Pattern 2: Stale Context from Long-Poll Resources

MCP resources like file systems or database queries can return stale data. If a resource is cached and the underlying data changes, the model operates on outdated information.

Detection:

  • Monitor the mcp.resource.age metric — how old is the cached resource data?
  • Log resource refresh events and compare with data change events in the upstream system

Response:

  • Implement TTL-based cache invalidation on MCP servers
  • Alert when resource.age exceeds threshold for critical resources

Pattern 3: Tool Call Storms

A model with retry logic might repeatedly call a failing tool, generating a traffic spike on the MCP server and the upstream API.

Detection:

  • mcp.tool_calls_per_minute spikes unusually
  • Same tool called > 10 times in a 60-second window

Response:

  • Implement exponential backoff in the MCP client
  • Add per-tool rate limiting with feedback to the model ("rate limited, retry after 30s")

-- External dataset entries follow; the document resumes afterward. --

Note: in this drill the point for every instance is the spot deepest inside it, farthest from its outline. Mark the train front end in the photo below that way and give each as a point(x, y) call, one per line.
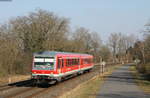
point(43, 67)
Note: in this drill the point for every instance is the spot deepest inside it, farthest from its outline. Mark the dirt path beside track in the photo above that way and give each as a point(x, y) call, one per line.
point(121, 84)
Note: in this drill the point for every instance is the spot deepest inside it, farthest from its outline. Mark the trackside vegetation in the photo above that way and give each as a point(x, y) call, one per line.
point(42, 30)
point(89, 89)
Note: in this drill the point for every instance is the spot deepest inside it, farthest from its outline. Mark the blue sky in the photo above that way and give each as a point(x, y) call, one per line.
point(103, 16)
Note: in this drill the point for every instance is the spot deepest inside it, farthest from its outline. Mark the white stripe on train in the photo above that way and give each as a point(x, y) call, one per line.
point(64, 74)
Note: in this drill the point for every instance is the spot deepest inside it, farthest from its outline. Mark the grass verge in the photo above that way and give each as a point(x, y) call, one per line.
point(90, 88)
point(142, 83)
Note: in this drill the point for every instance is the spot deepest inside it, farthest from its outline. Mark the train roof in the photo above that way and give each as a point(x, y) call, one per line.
point(54, 53)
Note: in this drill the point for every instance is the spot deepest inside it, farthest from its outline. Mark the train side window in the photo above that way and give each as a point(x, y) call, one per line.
point(62, 62)
point(59, 62)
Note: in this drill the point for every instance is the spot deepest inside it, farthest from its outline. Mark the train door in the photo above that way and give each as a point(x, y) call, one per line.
point(60, 65)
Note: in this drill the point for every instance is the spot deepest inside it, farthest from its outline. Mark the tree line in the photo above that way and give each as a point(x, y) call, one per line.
point(42, 30)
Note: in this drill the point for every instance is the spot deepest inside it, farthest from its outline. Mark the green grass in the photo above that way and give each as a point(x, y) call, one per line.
point(90, 88)
point(141, 81)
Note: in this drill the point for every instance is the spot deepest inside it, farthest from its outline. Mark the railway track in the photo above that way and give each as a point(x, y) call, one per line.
point(31, 90)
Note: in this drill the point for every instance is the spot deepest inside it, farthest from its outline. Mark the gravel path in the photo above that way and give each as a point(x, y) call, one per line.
point(121, 84)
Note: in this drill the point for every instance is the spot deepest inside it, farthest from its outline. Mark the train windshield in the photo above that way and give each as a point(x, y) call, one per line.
point(43, 63)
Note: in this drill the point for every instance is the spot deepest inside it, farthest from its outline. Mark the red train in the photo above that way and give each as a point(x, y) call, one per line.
point(54, 66)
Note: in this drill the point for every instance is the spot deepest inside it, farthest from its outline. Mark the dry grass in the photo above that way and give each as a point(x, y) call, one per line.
point(142, 83)
point(90, 88)
point(5, 80)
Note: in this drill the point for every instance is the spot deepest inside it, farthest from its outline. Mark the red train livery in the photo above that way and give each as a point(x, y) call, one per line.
point(53, 66)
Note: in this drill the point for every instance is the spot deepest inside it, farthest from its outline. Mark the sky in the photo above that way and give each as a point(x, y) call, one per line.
point(102, 16)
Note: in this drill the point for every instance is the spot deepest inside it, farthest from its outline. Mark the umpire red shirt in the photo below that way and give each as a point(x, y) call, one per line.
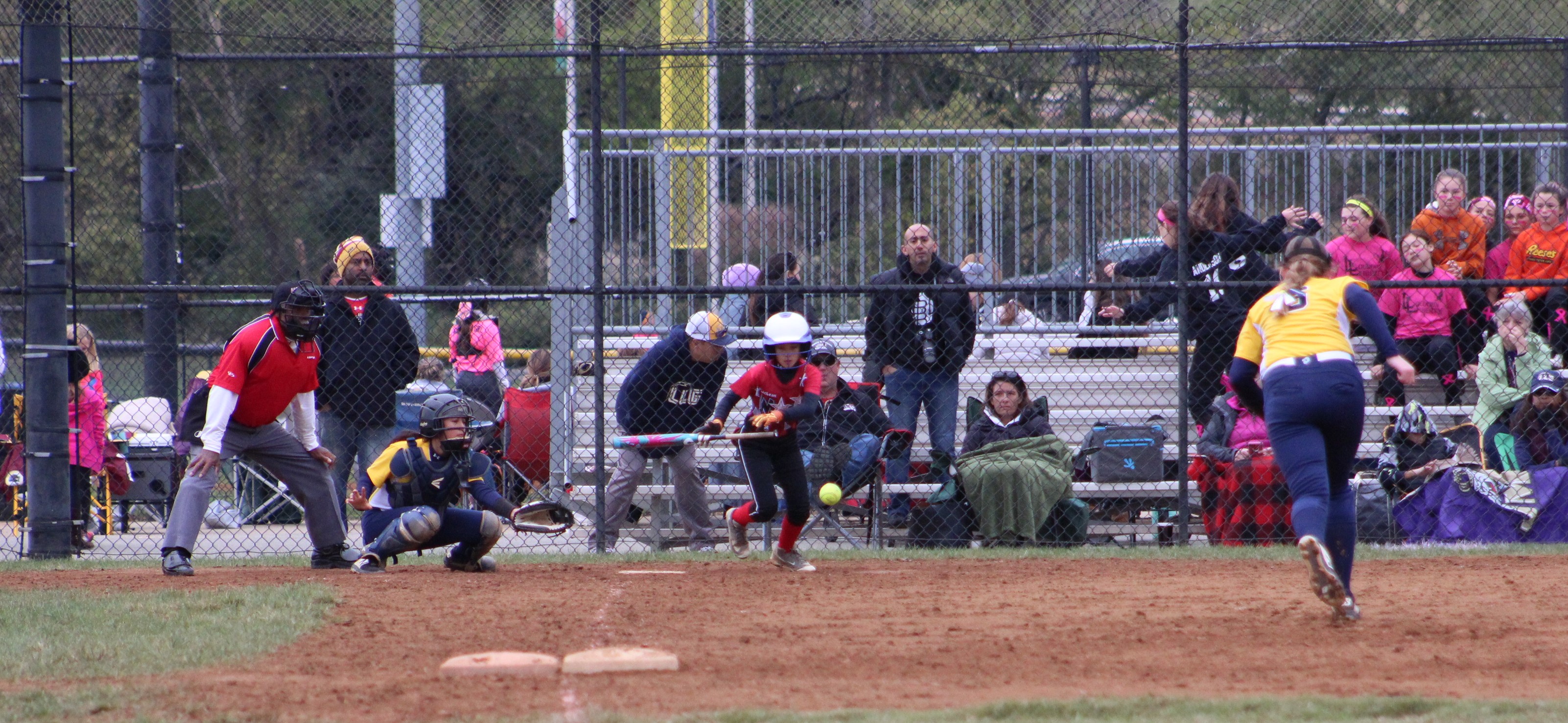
point(761, 383)
point(259, 366)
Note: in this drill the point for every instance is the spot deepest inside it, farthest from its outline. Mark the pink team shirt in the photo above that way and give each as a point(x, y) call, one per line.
point(1377, 259)
point(485, 336)
point(1498, 261)
point(1421, 311)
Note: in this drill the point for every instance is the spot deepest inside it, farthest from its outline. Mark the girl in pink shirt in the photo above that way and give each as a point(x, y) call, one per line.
point(88, 422)
point(477, 358)
point(1423, 327)
point(1517, 216)
point(1365, 250)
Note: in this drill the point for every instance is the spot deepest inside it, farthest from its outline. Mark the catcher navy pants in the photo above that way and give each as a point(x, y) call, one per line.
point(286, 458)
point(458, 526)
point(1314, 418)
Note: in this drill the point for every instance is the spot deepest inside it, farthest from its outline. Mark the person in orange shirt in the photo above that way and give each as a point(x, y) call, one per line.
point(1539, 255)
point(1459, 247)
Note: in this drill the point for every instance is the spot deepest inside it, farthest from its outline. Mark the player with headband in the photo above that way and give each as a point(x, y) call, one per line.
point(785, 391)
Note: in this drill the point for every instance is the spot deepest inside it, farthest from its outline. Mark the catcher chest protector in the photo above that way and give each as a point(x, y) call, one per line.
point(1126, 452)
point(422, 487)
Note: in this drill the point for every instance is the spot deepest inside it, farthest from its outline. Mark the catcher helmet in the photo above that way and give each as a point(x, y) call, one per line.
point(786, 327)
point(302, 308)
point(437, 410)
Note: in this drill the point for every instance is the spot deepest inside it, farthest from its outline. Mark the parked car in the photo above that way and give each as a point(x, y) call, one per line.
point(1072, 306)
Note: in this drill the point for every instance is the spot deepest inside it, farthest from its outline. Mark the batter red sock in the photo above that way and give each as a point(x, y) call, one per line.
point(788, 534)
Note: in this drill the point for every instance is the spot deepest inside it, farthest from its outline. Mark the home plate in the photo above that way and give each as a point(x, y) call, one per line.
point(618, 661)
point(502, 664)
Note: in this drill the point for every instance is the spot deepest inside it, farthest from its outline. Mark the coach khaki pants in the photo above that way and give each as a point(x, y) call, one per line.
point(286, 458)
point(690, 495)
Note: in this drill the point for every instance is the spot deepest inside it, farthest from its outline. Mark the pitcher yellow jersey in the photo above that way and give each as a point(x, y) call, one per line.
point(1316, 320)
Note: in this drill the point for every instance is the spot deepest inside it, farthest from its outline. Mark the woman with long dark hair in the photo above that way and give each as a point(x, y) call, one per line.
point(477, 357)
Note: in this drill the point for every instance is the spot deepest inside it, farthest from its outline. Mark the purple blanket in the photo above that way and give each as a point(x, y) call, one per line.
point(1445, 513)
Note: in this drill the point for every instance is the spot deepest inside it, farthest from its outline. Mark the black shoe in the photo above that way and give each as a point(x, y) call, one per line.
point(178, 564)
point(334, 557)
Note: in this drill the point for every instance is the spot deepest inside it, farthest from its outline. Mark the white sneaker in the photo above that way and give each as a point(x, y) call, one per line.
point(793, 560)
point(1326, 582)
point(738, 535)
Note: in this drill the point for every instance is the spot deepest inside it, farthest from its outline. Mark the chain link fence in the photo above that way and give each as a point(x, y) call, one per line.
point(549, 192)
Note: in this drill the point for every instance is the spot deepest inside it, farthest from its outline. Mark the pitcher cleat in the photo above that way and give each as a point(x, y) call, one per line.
point(738, 535)
point(1347, 612)
point(793, 560)
point(1326, 582)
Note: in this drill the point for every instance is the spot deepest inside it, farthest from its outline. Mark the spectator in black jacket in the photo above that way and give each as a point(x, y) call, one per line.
point(1009, 414)
point(921, 342)
point(368, 353)
point(841, 444)
point(672, 389)
point(1219, 196)
point(1214, 314)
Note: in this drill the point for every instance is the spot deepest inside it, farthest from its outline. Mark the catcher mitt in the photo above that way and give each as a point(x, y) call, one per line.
point(546, 518)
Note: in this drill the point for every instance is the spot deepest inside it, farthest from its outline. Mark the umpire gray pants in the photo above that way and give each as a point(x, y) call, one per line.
point(286, 458)
point(690, 495)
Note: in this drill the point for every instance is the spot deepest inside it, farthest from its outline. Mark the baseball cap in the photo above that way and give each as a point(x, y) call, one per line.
point(706, 327)
point(824, 347)
point(1546, 380)
point(1307, 245)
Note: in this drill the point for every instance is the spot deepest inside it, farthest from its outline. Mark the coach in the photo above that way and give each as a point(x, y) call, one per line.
point(368, 355)
point(672, 389)
point(267, 369)
point(921, 341)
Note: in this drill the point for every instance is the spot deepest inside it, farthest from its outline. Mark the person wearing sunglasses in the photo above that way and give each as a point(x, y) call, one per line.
point(843, 443)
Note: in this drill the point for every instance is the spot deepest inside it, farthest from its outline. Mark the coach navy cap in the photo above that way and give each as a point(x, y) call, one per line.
point(706, 327)
point(1546, 380)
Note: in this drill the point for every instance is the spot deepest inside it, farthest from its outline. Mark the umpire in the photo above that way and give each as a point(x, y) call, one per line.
point(673, 388)
point(267, 369)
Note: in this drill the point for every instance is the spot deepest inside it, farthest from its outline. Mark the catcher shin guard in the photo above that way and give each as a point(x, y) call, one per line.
point(543, 516)
point(408, 532)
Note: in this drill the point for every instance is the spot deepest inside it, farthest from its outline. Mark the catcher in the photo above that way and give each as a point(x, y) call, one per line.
point(408, 495)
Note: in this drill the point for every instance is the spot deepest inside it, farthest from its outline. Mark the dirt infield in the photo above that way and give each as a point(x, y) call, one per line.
point(891, 634)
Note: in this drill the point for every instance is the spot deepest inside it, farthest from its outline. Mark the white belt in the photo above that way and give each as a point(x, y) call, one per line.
point(1321, 357)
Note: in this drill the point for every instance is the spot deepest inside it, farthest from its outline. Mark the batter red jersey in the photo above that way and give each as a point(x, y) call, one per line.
point(259, 366)
point(763, 386)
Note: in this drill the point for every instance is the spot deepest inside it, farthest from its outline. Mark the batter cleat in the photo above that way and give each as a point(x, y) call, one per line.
point(178, 564)
point(334, 557)
point(369, 565)
point(793, 560)
point(1326, 582)
point(738, 535)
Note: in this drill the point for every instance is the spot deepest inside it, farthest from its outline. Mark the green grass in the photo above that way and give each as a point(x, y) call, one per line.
point(87, 634)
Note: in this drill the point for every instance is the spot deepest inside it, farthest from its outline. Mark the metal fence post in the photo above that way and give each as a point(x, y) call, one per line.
point(46, 283)
point(159, 225)
point(596, 209)
point(1183, 269)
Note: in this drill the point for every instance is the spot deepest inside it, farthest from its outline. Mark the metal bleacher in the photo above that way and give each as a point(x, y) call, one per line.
point(1081, 393)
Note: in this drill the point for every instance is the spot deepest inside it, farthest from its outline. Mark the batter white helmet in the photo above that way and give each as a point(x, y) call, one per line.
point(786, 328)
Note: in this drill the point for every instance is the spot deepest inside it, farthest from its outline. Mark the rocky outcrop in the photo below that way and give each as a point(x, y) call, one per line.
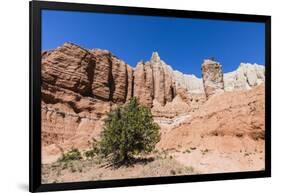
point(189, 82)
point(212, 77)
point(79, 86)
point(245, 77)
point(143, 83)
point(69, 66)
point(232, 116)
point(153, 80)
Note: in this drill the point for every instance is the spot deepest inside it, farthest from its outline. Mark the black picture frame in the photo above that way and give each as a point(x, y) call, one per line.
point(35, 95)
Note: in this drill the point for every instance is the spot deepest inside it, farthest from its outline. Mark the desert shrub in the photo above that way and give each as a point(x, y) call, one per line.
point(91, 153)
point(73, 154)
point(129, 130)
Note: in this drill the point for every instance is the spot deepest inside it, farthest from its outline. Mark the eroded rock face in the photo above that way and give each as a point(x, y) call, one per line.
point(245, 77)
point(212, 77)
point(79, 86)
point(69, 66)
point(154, 80)
point(143, 83)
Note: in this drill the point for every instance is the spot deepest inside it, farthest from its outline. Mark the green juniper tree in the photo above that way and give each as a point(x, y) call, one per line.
point(129, 130)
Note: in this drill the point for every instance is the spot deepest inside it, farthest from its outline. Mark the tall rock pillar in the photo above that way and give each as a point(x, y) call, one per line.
point(212, 77)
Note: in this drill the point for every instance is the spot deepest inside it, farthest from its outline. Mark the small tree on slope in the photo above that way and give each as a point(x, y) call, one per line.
point(129, 130)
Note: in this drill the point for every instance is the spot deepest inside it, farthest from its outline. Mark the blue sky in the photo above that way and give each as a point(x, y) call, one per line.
point(182, 43)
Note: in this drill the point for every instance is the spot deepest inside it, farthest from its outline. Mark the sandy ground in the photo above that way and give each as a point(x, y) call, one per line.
point(175, 161)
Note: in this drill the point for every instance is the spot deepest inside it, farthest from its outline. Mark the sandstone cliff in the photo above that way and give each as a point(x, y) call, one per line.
point(79, 86)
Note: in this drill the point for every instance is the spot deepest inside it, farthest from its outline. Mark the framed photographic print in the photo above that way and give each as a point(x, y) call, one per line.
point(124, 96)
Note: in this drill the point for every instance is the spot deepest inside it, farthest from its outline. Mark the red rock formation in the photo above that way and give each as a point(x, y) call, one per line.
point(153, 80)
point(212, 77)
point(69, 66)
point(143, 83)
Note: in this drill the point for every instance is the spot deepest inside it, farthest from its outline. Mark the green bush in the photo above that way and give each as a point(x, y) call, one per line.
point(73, 154)
point(91, 153)
point(129, 130)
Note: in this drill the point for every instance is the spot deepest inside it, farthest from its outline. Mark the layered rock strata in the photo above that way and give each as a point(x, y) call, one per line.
point(212, 77)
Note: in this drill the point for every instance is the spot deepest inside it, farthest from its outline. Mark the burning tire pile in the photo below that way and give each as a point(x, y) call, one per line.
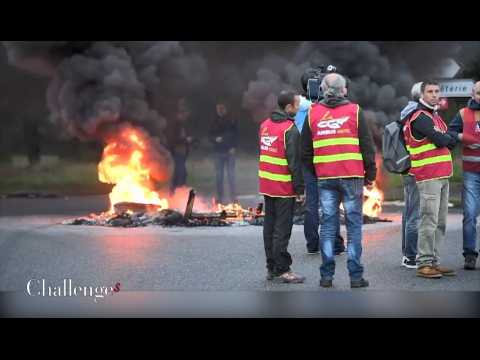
point(127, 214)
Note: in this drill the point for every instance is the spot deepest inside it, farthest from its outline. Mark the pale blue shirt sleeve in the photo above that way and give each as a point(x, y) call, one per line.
point(305, 105)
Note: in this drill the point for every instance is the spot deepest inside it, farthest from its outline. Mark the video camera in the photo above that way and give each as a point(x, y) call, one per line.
point(312, 80)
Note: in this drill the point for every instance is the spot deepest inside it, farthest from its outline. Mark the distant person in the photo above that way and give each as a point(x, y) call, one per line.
point(467, 124)
point(179, 142)
point(428, 143)
point(281, 182)
point(224, 137)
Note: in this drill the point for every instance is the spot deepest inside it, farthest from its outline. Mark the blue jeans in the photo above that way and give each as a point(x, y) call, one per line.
point(410, 217)
point(312, 218)
point(222, 161)
point(471, 210)
point(332, 191)
point(313, 215)
point(179, 178)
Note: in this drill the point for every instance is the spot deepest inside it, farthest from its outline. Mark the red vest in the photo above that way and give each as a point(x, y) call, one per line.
point(336, 150)
point(471, 135)
point(274, 176)
point(428, 161)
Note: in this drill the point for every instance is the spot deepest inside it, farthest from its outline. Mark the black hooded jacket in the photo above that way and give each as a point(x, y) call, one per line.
point(367, 148)
point(292, 148)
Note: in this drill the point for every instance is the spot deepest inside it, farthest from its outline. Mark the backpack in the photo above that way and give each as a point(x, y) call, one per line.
point(396, 158)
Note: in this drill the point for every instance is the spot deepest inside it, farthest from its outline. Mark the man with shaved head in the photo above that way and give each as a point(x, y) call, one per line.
point(467, 124)
point(337, 145)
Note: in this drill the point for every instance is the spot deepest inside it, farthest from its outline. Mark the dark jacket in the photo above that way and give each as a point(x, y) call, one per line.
point(293, 148)
point(456, 125)
point(367, 147)
point(177, 138)
point(226, 128)
point(423, 126)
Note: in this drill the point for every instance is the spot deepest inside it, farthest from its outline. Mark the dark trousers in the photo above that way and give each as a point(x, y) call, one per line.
point(179, 178)
point(277, 229)
point(225, 161)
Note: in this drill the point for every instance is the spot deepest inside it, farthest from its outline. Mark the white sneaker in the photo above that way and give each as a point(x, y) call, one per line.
point(409, 264)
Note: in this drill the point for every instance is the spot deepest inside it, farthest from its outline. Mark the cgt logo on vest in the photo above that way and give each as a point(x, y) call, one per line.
point(333, 124)
point(267, 142)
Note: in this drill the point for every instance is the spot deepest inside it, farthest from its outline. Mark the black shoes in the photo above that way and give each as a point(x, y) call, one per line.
point(355, 284)
point(270, 275)
point(326, 283)
point(289, 278)
point(470, 262)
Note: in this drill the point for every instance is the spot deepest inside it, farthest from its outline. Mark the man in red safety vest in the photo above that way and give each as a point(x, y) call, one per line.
point(337, 145)
point(467, 124)
point(429, 146)
point(280, 182)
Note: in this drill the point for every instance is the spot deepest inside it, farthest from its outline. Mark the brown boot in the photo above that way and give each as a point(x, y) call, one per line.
point(445, 271)
point(429, 272)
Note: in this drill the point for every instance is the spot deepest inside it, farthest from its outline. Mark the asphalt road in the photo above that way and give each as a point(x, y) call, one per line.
point(194, 259)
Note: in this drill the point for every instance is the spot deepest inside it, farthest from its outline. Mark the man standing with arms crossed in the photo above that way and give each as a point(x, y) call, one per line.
point(467, 124)
point(428, 144)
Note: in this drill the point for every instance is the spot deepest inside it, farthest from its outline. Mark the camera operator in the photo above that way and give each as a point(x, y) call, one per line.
point(311, 81)
point(337, 146)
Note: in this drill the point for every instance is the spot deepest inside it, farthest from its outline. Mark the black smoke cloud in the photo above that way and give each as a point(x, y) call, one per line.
point(381, 73)
point(104, 84)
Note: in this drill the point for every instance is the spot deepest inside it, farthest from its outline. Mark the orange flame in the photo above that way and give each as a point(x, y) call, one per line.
point(373, 200)
point(126, 162)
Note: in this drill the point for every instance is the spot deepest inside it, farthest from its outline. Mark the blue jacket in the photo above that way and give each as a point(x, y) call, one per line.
point(302, 113)
point(408, 110)
point(456, 124)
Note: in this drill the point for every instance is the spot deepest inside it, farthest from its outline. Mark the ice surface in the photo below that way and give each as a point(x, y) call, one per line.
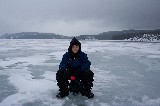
point(126, 73)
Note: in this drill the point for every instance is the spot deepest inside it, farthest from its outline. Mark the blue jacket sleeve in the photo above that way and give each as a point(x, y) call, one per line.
point(85, 62)
point(64, 63)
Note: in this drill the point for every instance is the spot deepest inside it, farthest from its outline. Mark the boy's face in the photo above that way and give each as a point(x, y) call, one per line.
point(75, 48)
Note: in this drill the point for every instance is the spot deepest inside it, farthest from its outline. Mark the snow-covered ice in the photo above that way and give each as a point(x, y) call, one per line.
point(126, 73)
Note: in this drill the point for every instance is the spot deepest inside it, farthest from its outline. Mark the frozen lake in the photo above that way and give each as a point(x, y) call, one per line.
point(126, 73)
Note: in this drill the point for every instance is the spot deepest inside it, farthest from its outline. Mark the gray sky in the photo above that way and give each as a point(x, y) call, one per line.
point(76, 17)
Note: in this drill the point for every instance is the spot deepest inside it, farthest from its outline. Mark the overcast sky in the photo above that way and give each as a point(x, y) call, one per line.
point(76, 17)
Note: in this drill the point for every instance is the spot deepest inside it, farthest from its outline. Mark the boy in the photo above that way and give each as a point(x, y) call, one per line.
point(74, 62)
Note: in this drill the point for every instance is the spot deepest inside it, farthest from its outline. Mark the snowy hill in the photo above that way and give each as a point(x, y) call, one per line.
point(125, 73)
point(145, 37)
point(32, 35)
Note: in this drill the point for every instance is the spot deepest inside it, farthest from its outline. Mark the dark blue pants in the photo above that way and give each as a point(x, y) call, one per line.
point(86, 76)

Pattern 4: Latency Regression After Server Update

MCP servers are often independently deployed services. An update might introduce a regression that slows down all tool calls by 2-3x.

Detection:

  • Track mcp.latency.p95 over time per server version
  • Alert when p95 latency increases > 50% week-over-week

Response:

  • Tag MCP server deployments with version numbers in metrics
  • Use canary deployments for MCP servers

Building an MCP Monitoring Dashboard

Here's the minimum viable dashboard for MCP observability:

Row 1 — Overview

  • Total MCP requests/minute
  • Error rate (% of requests that failed)
  • p99 latency

Row 2 — Per-Server Metrics

  • Requests per server (bar chart)
  • Error rate per server
  • Latency per server

Row 3 — Tool-Level Breakdown

  • Top 10 most-used MCP tools
  • Tools with highest error rates
  • Slowest tools (p99 > 2s)

Row 4 — Context Usage

  • Average tokens per MCP request
  • Servers/tools driving highest token usage

Alerting Rules for MCP

Alert Condition Severity
MCP server down Server unreachable for > 60s P1
High error rate mcp.error_rate > 5% over 5 min P2
Slow response mcp.latency.p99 > 5s over 10 min P2
Rate limit hit Any 429 response from MCP server P2
Tool unavailable Tool returns error for > 10% of calls P2
Token usage spike mcp.tokens_per_hour > 2x baseline P3

The MCP Observability Stack

Most teams building serious MCP infrastructure use:

  • Prometheus + Grafana — Open-source metrics and dashboards
  • OpenTelemetry — Trace instrumentation for MCP calls
  • Grafana Tempo — Distributed tracing for cross-service requests
  • PagerDuty — Alert routing for MCP-related incidents

If you're using Datadog, the Datadog Agent can auto-discover MCP servers running on your infrastructure and start collecting metrics without additional configuration.


Conclusion

MCP is moving from novelty to production infrastructure in 2026. As AI systems become more deeply integrated with external tools and data sources, the reliability of those integrations becomes critical.

The monitoring patterns are straightforward — availability, latency, error rates, and context size — but most teams haven't implemented them yet. Building MCP observability now means you're ahead of the curve when MCP becomes as standard as REST APIs in production AI systems.